I've got an equation of the form
$$ a^4+1=2b. \qquad(\star) $$
By well-known results regarding the sum of two squares, $b$ must be the sum of two squares. But does $(\star)$ force any other restrictions on $b$ as a result of the left-hand side being the sum of two fourth powers?
On
We get a little information about factors of $b-1$: $$2(b-1)=a^4-1=(a^2-1)(a^2+1)=(a+1)(a-1)(a^2+1)$$
On
Every prime factor $p$ of $b$ must be $\equiv 1 \pmod{8}$, since $a^4 \equiv -1 \pmod{p}$. For a sum of two squares, you only get that the odd prime factors of $b$ are $\equiv 1 \pmod{4}$ (or appear with an even power, but if one of the squares is $1$, that excludes any prime factor $\equiv 3 \pmod{4}$).

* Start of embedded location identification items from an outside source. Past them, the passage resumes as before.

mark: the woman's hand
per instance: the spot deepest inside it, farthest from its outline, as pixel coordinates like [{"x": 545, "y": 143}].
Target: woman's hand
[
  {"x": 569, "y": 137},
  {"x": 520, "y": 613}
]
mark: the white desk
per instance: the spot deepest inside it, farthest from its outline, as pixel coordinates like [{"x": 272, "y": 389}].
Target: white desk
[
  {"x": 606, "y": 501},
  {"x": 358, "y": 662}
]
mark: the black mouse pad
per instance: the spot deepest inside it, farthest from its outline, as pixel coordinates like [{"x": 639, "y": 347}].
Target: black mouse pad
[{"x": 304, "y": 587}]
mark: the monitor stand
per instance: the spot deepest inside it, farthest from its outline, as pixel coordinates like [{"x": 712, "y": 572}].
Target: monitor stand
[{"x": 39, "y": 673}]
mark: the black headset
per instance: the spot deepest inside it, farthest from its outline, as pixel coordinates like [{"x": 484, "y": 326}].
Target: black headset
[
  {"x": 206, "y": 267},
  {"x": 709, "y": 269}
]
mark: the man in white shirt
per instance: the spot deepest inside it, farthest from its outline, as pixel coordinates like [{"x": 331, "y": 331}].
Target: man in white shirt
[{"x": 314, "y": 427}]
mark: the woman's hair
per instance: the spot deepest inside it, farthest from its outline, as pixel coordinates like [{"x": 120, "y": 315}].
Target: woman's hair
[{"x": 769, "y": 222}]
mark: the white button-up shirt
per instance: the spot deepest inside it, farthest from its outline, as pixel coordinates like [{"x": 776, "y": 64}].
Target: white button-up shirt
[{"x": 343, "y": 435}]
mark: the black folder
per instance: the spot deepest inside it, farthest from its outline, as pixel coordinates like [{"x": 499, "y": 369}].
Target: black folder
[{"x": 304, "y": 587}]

The number $1$ is the most restrictive thing. $b$ can only be divisible by primes such as $$ 17,41,73,89,97, \cdots $$ that is primes $p \equiv 1 \pmod 8.$
It is fairly quick to rule out primes $q \equiv 3 \pmod 4.$ I will see what I can do about a reference for primes for which $-1$ is a quartic residue satisfying $p \equiv 1 \pmod 8.$ EDIT: It is if and only if, and follows from the supplementary laws at the bottom of page 82, after Theorem 4.21 in Primes of the Form $x^2 + n y^2$ by David A. Cox.
The main thing is that there are far fewer numbers of your type up to some large bound $N,$ roughly $\sqrt {\sqrt N}.$ The count of sums of two squares up to $n$ is about $$ \frac{0.7642 \, N}{\sqrt {\log N}}, $$ which is a much larger figure.